52. In case you didn’t know, the most of the mammalian carnivores that lived during the Cenozoic Era (such as the sabre-tooth cat) were all hypercarnivorous. As a matter of fact, the modern-day cats and dogs are also hypercarnivores.
53. Hypercarnivores like the dire wolf are identified by their large slicing canine teeth. Such teeth have evolved to easily cut through the flesh of the animal they feed on.
54. While the dire wolf was equipped with flesh slicing canines that it used to slice through the flesh of prehistoric pachyderm or prehistoric horse, the creature was also a bone-crushing canid.
55. How do we know that? Scientists say that they identified large amounts of wear on the teeth of the dire wolf bones they found. The frequent occurrences of such wear indicate that the dire wolf used to crush bones of their preys to draw maximum nutritional value by eating the bone marrow.
Dire Wolf Facts: More Tidbits (56-60)
56. The dire wolf definitely dwarfed the gray wolf when it came to the overall bite force. The bite force of the dire wolf was 129% of the bite force of today’s gray wolf.
57. Dire wolves had a special liking towards horses when it came to choosing prey. This is revealed by the tooth analysis of the dire wolf fossils. However, they also preyed on giant ground sloths, ancient camels, mastodons and bison of their times.
58. The dire wolf fossil specimen analyses have revealed that the dire wolves that lived some 12,000 years before present had fewer broken teeth compared to the dire wolves that lived some 15,000 years before present (YBP).
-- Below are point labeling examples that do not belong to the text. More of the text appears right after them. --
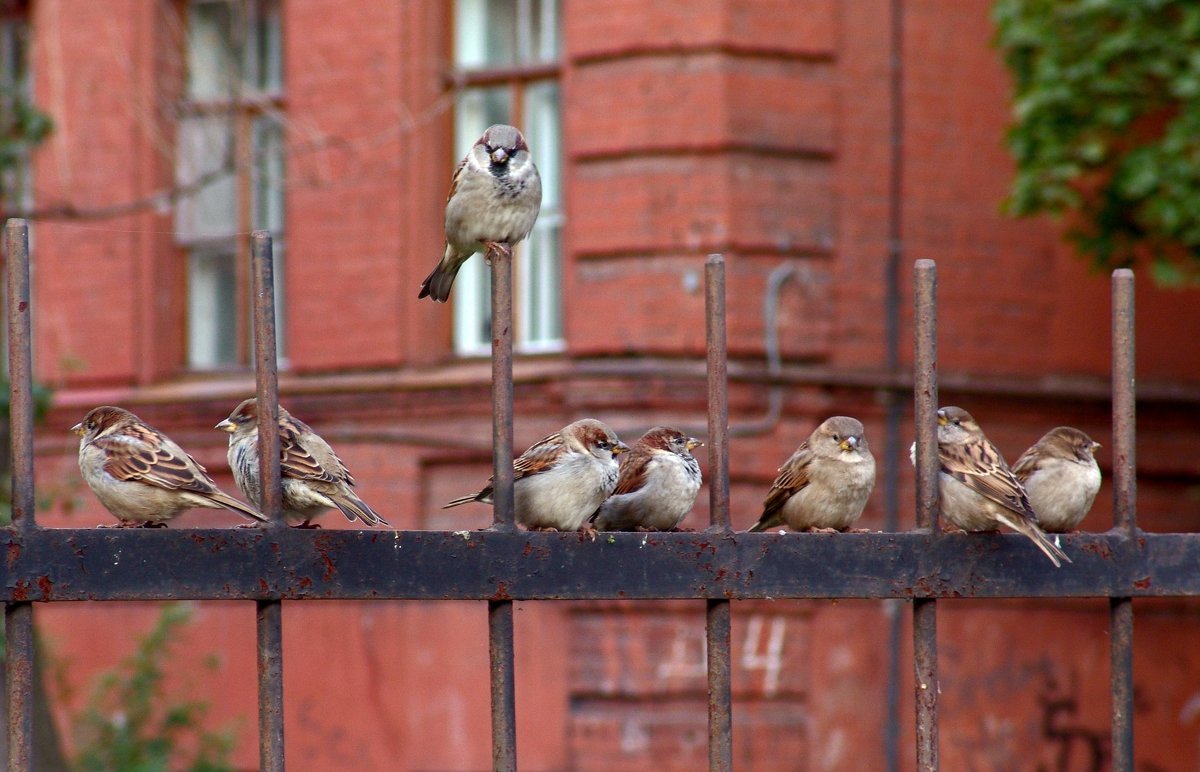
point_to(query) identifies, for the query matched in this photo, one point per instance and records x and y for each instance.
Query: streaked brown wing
(454, 180)
(792, 477)
(1030, 462)
(634, 471)
(297, 461)
(539, 458)
(155, 464)
(981, 467)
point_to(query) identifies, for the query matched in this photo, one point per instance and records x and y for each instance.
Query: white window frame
(229, 145)
(531, 58)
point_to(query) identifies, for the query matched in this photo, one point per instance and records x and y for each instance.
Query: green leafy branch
(131, 724)
(1108, 125)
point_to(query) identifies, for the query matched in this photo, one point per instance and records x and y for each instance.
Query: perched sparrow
(977, 489)
(826, 483)
(1061, 477)
(313, 478)
(139, 474)
(495, 198)
(658, 484)
(559, 482)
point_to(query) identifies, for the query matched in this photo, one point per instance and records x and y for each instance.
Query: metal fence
(275, 563)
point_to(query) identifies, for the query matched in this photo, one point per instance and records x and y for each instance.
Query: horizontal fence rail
(499, 564)
(229, 564)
59. The reason is that 15,000 YBP, the number of carnivore animals that the dire wolf competed with was high, and hence, they had to often resort to scavenging carcass and bone-gnawing to get maximum nutritional value.
60. By 12,000 YBP, as more and more carnivore predators gradually started disappearing from the face of Earth, the dire wolves were left behind with more kills and of course meatier corpses. So, they did not have to worry much about bone-gnawing, leaving them with healthier chompers.
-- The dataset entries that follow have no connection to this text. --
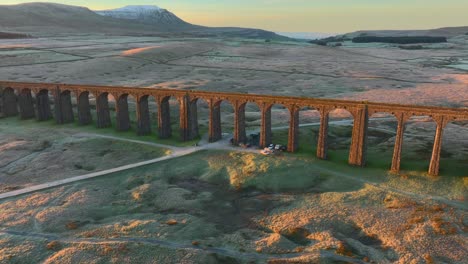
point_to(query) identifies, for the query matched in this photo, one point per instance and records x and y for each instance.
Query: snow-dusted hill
(146, 14)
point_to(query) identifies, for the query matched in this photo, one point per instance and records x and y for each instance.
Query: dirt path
(175, 154)
(222, 144)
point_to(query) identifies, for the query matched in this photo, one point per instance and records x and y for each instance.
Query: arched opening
(280, 125)
(26, 104)
(103, 109)
(250, 121)
(122, 113)
(339, 136)
(381, 137)
(309, 125)
(199, 118)
(44, 112)
(143, 115)
(84, 108)
(9, 101)
(454, 154)
(64, 108)
(223, 120)
(168, 117)
(418, 143)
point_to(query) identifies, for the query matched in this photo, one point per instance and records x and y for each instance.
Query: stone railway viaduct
(31, 100)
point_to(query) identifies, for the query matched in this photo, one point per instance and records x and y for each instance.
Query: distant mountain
(306, 35)
(43, 19)
(147, 14)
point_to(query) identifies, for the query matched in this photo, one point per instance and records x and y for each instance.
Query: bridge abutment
(357, 153)
(143, 116)
(322, 141)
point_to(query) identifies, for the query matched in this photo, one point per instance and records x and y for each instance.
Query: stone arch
(64, 107)
(339, 134)
(382, 136)
(418, 142)
(84, 108)
(198, 108)
(103, 110)
(10, 102)
(143, 115)
(122, 113)
(248, 121)
(44, 112)
(278, 125)
(309, 126)
(454, 149)
(167, 115)
(221, 114)
(26, 104)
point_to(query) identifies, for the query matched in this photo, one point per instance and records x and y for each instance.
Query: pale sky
(333, 16)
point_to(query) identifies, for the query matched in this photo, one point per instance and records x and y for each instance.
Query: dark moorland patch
(5, 35)
(399, 40)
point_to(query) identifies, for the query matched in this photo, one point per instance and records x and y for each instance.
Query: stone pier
(357, 153)
(293, 134)
(396, 159)
(434, 165)
(322, 141)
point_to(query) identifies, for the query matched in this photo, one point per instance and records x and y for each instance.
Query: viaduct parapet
(31, 100)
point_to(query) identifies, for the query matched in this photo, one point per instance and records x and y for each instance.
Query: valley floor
(232, 205)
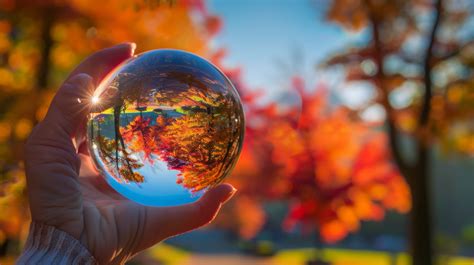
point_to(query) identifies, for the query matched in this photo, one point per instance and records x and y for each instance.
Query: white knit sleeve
(48, 245)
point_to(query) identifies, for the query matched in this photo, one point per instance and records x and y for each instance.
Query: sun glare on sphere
(95, 99)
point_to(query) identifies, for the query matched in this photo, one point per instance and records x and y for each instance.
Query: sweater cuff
(48, 245)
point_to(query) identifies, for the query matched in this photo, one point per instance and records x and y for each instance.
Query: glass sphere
(166, 126)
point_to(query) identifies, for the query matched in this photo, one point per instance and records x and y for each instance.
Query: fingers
(99, 64)
(162, 223)
(60, 123)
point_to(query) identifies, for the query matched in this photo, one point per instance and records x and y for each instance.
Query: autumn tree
(334, 169)
(425, 47)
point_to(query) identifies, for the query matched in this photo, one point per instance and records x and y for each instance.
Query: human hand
(65, 190)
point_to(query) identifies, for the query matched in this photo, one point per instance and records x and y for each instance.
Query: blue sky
(259, 35)
(271, 40)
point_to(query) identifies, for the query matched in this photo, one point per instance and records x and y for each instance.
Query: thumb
(164, 222)
(52, 164)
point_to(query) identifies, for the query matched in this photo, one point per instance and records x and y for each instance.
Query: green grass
(355, 257)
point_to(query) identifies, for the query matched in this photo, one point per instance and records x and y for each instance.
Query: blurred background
(359, 141)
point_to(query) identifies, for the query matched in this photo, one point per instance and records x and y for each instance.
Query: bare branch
(426, 107)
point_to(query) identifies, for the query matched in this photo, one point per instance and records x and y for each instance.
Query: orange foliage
(337, 170)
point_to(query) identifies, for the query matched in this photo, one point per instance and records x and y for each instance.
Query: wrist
(49, 245)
Dire Wolf Facts: Even More Trivia (61-65)
61. The dire wolf coexisted with the Smilodon fatalis or the sabre-tooth cat. Just to be clear, the Smilodon fatalis was indeed a huge feline, but it was not really a tiger.
62. Scientists have used Isotopic Analysis process to determine the eating patterns of the dire wolves. The analysis revealed that half of the total diet of the dire wolves was made of horse. The other half was made of bison, mastodons, sloths etc.
63. Scientists are left perplexed by the fact that the dire wolves actually did not go after easier targets like deer and elk of those times. The theory that explains this is that the dire wolves lived in large packs and going after big kills would easily satisfy the food requirement of the entire pack.
64. Definitely, going after large prey did come with consequences and scientists have identified formidable bone injuries. Such were the injuries that the dire wolf that sustained such injury couldn’t really sustain on its own.
65. Scientists even found signs of healing in such injuries, leading them to hypothesize that the dire wolves actually took care of their pack members when they were gravely injured. So, the conclusion that the scientists come to is that the dire wolves had some kind of social structure.